Also look if Tendril::push_char is used with chars from another tendril. In those cases, try instead to keep start and end indices around and then use Tendril::subtendril to get a reference-counted view of the same buffer, without copying data.

SimonSapin avatar Jul 25 '17 12:07 SimonSapin

Yes, one interesting problem is how to solve get_preprocesed_char in an elegant way? Right now it seems to be taking a char from BufferQueue, which should be replaced by a slice IIUC. I guess if all input to parser is guaranteed to be StrTendril, that shouldn't be an issue, just convert slice starting at current position to an Unicode code point (u32).

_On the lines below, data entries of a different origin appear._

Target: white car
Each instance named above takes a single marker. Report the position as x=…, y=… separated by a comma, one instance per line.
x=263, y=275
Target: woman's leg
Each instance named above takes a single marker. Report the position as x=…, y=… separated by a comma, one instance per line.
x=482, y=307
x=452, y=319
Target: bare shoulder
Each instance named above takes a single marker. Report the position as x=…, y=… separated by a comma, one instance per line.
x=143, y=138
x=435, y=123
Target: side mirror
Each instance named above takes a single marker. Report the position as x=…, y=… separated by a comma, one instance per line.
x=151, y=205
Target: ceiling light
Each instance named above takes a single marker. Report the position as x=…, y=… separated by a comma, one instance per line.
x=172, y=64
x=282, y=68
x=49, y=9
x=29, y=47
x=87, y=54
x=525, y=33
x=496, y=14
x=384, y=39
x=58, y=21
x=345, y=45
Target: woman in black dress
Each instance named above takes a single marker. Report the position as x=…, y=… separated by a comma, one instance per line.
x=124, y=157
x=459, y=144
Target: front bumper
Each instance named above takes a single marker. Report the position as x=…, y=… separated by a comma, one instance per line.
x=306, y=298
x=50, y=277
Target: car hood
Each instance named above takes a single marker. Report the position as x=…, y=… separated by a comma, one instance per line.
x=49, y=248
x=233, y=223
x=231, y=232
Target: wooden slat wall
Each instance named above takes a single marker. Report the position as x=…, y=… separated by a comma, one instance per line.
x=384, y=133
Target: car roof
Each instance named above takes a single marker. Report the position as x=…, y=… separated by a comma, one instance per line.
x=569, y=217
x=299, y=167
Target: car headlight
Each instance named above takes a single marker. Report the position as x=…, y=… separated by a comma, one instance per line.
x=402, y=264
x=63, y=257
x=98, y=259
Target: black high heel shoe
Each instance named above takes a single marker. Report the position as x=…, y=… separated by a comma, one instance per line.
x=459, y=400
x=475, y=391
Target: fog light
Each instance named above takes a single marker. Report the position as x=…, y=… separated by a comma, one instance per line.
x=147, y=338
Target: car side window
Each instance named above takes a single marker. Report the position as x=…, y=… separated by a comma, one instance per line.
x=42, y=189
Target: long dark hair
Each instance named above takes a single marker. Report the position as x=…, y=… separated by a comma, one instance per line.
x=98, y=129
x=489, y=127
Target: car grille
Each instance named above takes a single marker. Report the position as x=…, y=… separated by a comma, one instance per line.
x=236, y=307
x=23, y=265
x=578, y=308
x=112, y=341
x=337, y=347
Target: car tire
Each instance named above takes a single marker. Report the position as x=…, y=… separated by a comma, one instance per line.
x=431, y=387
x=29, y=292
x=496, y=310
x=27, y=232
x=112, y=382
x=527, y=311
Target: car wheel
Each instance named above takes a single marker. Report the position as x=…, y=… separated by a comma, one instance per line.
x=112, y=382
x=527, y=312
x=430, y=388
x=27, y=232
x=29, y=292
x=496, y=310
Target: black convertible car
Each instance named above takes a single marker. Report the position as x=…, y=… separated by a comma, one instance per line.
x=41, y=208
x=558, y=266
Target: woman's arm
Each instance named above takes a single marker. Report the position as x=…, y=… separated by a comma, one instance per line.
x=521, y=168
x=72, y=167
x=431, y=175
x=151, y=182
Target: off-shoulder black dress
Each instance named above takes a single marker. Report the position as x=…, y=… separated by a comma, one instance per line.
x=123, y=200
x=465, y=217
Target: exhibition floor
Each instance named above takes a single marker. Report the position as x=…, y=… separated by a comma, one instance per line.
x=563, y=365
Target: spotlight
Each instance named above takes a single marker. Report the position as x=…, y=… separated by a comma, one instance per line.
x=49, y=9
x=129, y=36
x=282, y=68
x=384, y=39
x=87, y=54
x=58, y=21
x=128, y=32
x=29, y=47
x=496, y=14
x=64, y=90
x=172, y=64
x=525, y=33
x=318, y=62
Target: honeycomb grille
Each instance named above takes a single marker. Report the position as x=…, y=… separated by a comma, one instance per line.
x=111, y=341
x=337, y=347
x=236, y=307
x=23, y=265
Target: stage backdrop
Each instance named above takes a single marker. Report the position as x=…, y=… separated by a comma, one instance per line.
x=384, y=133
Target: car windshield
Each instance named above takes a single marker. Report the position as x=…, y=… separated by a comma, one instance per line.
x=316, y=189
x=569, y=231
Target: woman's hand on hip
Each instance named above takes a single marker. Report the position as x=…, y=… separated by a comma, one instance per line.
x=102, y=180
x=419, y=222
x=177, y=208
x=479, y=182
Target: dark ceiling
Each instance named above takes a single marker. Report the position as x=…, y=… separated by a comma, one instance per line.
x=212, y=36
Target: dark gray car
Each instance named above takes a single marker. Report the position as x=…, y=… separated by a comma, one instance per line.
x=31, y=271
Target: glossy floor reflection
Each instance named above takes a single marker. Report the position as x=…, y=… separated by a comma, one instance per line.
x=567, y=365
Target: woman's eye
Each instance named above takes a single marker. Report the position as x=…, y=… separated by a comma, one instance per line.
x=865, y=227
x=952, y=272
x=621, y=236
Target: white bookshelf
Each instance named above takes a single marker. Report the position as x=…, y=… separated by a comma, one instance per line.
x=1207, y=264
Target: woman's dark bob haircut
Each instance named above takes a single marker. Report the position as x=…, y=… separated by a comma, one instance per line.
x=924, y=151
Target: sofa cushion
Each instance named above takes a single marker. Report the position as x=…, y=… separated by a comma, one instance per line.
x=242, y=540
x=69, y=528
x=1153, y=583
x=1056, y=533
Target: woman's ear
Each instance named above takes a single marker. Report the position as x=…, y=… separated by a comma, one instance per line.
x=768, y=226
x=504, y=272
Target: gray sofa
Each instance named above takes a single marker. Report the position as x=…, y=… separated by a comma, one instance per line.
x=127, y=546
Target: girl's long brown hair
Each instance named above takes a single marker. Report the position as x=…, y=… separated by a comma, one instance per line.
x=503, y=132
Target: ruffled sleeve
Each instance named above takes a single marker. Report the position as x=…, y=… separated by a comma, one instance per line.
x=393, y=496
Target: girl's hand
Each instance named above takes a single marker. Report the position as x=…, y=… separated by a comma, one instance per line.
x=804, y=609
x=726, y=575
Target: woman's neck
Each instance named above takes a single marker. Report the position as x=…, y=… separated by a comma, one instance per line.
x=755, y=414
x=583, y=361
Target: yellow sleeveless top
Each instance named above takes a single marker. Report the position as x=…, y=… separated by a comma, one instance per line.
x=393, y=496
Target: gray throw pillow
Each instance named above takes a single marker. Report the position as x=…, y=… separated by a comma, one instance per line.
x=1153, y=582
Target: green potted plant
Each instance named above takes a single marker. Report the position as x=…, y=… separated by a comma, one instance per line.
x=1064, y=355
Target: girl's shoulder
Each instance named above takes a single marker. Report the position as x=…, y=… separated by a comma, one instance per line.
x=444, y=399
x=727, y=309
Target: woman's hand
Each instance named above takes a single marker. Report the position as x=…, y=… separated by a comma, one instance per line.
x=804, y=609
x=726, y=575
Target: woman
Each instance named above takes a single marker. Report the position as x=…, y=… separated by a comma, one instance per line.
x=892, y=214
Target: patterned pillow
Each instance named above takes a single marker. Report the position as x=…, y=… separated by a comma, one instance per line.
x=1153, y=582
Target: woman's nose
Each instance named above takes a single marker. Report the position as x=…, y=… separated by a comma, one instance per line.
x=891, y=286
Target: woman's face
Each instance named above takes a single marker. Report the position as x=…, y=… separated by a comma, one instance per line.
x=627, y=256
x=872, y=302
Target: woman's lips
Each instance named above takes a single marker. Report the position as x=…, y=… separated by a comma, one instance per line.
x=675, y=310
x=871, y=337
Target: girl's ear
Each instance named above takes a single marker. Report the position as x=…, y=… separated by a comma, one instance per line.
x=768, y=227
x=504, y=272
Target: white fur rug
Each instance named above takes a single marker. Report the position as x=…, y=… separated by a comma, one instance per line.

Second, is how to grab say next 4 or ten bytes from BufferQueue, theoretically speaking, first two bytes could be buffer_queue[0] and next two could be buffer_queue[1], no?

Ygg01 avatar Jul 26 '17 11:07 Ygg01

@SimonSapin Is there a particular reason a Tokenizer doesn't own the BufferQueue given to it? Does having them separate enable some sort of workflow that can't be replicated otherwise?

Ygg01 avatar Aug 29 '17 10:08 Ygg01

@Ygg01 If the tokeniser owns the buffer queue, we can't implement document.write nor speculative parsing.

nox avatar Aug 29 '17 10:08 nox

Thanks nox, that's what I feared :(

EDIT: Note from chat with nox. h5e can never own any unprocessed data, because document.write() can be called at arbitrary points and change input in various ways.

Ygg01 avatar Aug 29 '17 11:08 Ygg01

@nox Do you have any thoughts on:

Also look if Tendril::push_char is used with chars from another tendril. In those cases, try instead to keep start and end indices around and then use Tendril::subtendril to get a reference-counted view of the same buffer, without copying data.

Especially, how does one keep indicies into another tendril, when document.write could potentially change the tendril? Note: I am assuming the indices are being kept by the Tokenizer.

Ygg01 avatar Aug 31 '17 12:08 Ygg01